APOH chose homeopathic medicine because of its ability to cure illness and not just treat symptoms. Homeopathic medicine has no adverse reactions, the medicine is not expensive and in Mexico, it is of good quality. As was often said by Mother Teresa, whose Catholic order only used homeopathy in its dispensaries in Calcutta, India, “It is the medicine of the poor.”
In rural indigenous villages where we work, without our program, there would be no medical care available to the vast majority. Our work is an example of what can be done using homeopathy.
For the last 12 years, Dr. Soledad Ramirez Medina has served as APOH’s Oaxaca doctor, working in indigenous Zapotec and Mixtec communities. A unique individual, much has been written about her exploits, about her unwavering determination to help the indigenous poor and about her dedication to her work. Some of this has been chronicled in past editions of Homeopathy for Everyone.

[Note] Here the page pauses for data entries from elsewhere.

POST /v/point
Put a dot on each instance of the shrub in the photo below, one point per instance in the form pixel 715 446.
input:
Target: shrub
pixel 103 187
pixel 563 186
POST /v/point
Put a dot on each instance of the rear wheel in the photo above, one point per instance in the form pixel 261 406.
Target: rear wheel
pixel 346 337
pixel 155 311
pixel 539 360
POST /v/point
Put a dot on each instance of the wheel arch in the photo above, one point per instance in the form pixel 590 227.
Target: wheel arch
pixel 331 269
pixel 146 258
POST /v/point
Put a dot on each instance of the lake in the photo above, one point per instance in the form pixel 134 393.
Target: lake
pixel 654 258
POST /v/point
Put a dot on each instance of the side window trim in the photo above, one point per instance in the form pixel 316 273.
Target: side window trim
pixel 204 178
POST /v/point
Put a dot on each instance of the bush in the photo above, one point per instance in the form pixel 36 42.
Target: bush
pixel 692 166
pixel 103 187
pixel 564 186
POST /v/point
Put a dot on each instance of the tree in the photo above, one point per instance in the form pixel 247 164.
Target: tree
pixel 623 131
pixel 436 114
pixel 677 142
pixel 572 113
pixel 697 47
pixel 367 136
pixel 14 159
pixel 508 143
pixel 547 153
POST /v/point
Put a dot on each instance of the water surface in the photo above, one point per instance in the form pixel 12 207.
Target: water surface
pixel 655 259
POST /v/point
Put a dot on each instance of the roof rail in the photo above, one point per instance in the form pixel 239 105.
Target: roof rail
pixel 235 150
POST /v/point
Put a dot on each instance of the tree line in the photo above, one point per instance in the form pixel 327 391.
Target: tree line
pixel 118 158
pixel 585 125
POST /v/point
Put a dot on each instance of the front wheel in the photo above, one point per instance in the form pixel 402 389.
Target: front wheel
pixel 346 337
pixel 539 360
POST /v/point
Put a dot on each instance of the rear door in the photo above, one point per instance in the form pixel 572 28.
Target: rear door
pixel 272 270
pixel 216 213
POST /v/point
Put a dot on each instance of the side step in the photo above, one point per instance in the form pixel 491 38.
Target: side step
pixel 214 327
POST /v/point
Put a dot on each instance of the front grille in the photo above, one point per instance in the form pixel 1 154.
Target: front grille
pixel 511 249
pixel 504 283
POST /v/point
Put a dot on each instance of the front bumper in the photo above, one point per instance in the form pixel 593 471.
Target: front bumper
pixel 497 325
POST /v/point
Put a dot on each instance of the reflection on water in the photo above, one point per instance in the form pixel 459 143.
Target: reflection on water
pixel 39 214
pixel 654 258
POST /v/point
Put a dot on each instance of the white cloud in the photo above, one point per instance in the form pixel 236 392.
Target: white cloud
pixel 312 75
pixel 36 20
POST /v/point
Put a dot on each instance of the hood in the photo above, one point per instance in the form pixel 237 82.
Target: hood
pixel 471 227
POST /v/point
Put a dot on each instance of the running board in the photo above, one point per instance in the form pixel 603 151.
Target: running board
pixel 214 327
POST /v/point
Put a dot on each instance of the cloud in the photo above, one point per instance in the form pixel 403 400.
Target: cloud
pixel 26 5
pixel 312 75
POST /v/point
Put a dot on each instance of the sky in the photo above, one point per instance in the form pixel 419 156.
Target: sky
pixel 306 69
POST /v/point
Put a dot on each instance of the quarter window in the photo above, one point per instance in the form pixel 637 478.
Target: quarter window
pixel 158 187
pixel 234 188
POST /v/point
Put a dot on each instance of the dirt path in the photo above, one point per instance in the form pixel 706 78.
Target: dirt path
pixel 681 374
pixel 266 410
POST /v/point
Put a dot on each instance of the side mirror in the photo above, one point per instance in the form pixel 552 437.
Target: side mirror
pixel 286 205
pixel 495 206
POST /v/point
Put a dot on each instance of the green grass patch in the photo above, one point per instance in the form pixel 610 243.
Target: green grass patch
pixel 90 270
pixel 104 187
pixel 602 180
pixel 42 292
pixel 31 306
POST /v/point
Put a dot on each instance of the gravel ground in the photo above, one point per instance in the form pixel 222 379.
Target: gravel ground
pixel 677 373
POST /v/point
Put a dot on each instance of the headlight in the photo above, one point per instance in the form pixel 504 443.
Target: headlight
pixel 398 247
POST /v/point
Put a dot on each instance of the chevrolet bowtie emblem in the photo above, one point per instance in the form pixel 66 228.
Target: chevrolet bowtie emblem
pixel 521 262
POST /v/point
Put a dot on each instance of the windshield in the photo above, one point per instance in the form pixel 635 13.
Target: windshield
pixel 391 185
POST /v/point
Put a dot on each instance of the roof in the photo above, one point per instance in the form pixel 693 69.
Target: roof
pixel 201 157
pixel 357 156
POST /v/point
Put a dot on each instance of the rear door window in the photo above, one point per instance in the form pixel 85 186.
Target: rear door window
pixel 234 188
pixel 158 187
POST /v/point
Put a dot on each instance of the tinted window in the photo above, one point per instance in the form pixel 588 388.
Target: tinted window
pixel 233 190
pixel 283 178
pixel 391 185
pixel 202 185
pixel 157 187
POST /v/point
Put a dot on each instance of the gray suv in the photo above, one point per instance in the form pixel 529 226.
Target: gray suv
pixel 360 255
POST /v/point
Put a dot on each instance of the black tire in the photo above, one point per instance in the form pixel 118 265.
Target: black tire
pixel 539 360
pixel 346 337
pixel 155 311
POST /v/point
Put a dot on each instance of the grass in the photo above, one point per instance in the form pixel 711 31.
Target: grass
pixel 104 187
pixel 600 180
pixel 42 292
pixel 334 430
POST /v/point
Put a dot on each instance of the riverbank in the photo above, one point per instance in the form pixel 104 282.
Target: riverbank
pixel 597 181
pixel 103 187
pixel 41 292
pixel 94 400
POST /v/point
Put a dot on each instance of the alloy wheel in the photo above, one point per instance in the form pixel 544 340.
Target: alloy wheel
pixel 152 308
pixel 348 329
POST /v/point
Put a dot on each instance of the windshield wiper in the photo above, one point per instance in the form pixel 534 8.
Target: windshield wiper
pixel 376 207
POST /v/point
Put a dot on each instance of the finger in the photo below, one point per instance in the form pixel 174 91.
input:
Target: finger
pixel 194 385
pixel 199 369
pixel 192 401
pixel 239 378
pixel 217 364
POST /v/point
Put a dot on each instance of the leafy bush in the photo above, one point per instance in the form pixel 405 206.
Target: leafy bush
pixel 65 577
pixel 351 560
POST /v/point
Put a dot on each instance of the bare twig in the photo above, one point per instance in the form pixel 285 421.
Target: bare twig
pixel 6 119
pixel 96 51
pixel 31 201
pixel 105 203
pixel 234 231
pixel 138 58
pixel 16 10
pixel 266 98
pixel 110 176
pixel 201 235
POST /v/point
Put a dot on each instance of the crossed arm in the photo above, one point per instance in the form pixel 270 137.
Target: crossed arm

Her volume of work, bringing homeopathic health care to Oaxaca’s indigenous people is more than impressive. In her tenure, Dr. Soledad has performed nearly 40,000 consultations. Though she is both an allopathic and homeopathic doctor by training, she only uses homeopathy to treat both physical and mental illnesses of all kinds. Her belief in homeopathy is strong and never wavering.
The mere fact that so many people sought her help is proof alone of her skills and the efficacy of homeopathic medicine. It is also an acceptance by indigenous people of the healing properties of remedies made from natural substances, which they inherently, deeply understand.
This is Dr. Soledad’s story in her own words. It was 1962. In the Mixtec community of Santo Domingo Yanhuitlán, Oaxaca, Mexico, campesinos tilled their fields, planted their crops and then prayed for a good harvest. Herders of sheep and cattle likewise prayed. Their orations were for adequate rain – but not too much, for good pastures, and for healthy newborn sheep and cattle.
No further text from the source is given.